In today's Monday Morning Quarterback, a Virginia doctor says he sees too many healthy, middle-aged federal "retirees" on the golf course. The widow of a federal retiree says survivor benefits aren't a gravy train, and other readers take after the merit pay concept. Their comments:

* "I have been impressed over the years that during the week the golf course is crowded with middle-aged retired goverment workers. It is . . . not unusual to find many people who have retired on "early outs' from the government. These people are in the majority enjoying good health in their middle years and often have second and third occupations.

"A recent furor occurred in Fairfax County when the superintendent of schools was offered a salary package of $157,000 annually, half salary and half to compensate him for lost retirement benefits. By all accounts he is a fine professional educator and I do not find fault with him. But there is surely sommething wrong with a system that allows a "public servant" to retire at age 55 (the prime of life) with a retirement income of $75,000 a year . . . or $20 an hour for the rest of his life. This amount to be paid by taxpayers whose income is probably $8 to $10 an hour.

"The general public simply does not know the extent and ease of obtaining substantial retirement benefits at an early age at all levels of government.
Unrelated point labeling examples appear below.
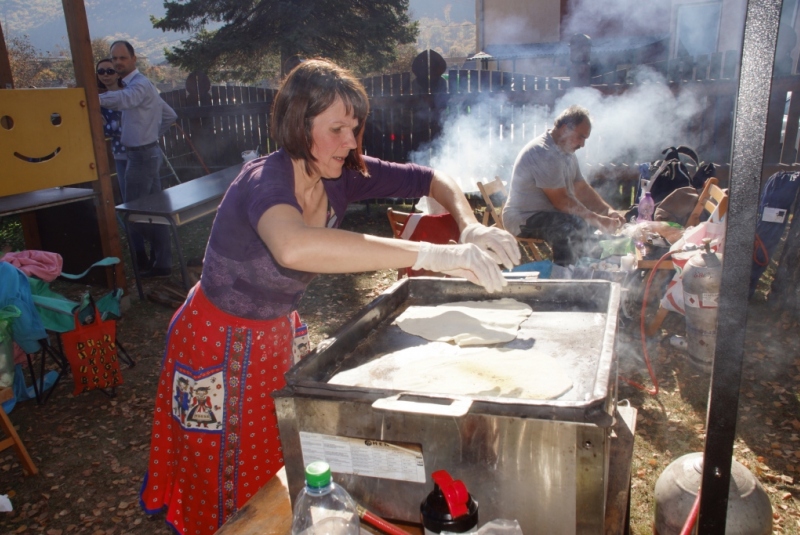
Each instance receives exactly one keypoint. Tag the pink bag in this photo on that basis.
(42, 264)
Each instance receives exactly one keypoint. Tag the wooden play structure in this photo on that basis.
(51, 139)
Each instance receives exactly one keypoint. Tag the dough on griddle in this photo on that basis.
(467, 323)
(446, 369)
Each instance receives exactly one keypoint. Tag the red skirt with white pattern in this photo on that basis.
(215, 436)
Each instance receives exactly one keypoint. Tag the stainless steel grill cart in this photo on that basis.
(541, 462)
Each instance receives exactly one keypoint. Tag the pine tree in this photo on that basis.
(250, 39)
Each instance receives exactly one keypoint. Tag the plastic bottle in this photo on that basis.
(646, 207)
(322, 507)
(449, 507)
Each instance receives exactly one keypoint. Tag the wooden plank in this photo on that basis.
(13, 440)
(241, 121)
(83, 64)
(6, 77)
(789, 150)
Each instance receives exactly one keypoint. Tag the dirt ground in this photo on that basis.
(92, 450)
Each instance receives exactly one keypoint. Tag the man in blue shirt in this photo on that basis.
(145, 118)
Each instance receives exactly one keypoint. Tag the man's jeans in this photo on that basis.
(569, 236)
(141, 179)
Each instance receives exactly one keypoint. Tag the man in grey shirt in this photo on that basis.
(145, 118)
(548, 197)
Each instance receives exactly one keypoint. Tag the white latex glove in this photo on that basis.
(497, 242)
(461, 260)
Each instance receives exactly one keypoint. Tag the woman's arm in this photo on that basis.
(295, 245)
(498, 243)
(324, 250)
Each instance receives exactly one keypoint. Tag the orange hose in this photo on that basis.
(376, 521)
(691, 520)
(652, 391)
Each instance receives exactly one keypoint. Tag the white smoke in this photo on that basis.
(483, 141)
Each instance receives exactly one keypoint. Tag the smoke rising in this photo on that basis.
(483, 141)
(617, 17)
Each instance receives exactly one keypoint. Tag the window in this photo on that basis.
(698, 29)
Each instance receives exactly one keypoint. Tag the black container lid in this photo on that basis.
(452, 509)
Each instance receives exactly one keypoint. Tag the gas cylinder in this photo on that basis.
(701, 281)
(749, 511)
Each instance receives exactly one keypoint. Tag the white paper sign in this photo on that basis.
(365, 457)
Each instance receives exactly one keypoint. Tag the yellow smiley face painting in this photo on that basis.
(45, 140)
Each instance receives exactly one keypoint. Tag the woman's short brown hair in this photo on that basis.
(310, 89)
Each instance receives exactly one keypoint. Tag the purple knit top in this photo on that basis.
(240, 275)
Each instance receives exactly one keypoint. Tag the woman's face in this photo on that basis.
(109, 80)
(332, 138)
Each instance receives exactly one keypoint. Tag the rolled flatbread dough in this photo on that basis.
(447, 369)
(467, 323)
The term "public servant" is now a mockery." Doctor in Purcellville.

* "This is in answer to the "ex-G Girl" whose letter appeared last week. [The letter said the real "drain" on the federal retirement fund comes from benefits paid to spouses, who never worked for the government, of government workers.]

"I am the survivor of a federal employee who has been dead for 14 years. When my husband died there was no bank account, home or car. There was a 4-year-old child to support.

We get an income of less than $900 per month from the government. I cannot work outside the home due to bad health. I baby-sit to supplement our income.

"I worked in the private sector (the firm had no pension plan), and won't be eligible for my Social Security for another eight years. I hope this shows that not everyone is as well-heeled as ex-G Girl thinks they are." E. S. in Maryland.

* "In a past survey you took concerning merit pay raises I offered the comment, as did many others, that it was a good idea but unworkable. Now that a "reformed" system is about to be put in practice, I hope someone keeps a close watch on who gets the raises.

". . . I know of an agency (mine) where an employee was fired without a face-to-face meeting with anyone in the middle- or upper-level supervisory chain. Not by the director, not by the chief of personnel, not the chief of employee relations. . . . None of these people directly involved in this case would qualify for a rating of 'fully successful.'" H. H. in Arlington.

* "In an attempt to get more for the buck, the concept of 'merit pay' was introduced by the Carter administration. It is one of those deceptive buzz words, like 'comparability pay' or 'freedom of choice' or 'equal rights amendment.' But let's tell it like it is. The [limited amount of] money set aside for merit pay raises ensures that the money will be paid out according to an artificial formula.

"Merit pay does not increase productivity. If it does, please have someone prove it. Also prove that it improves morale, and is completely honest. My field is training of federal employes and personnel management and I know merit pay is a big mistake and a fraud." T. L. in Vienna.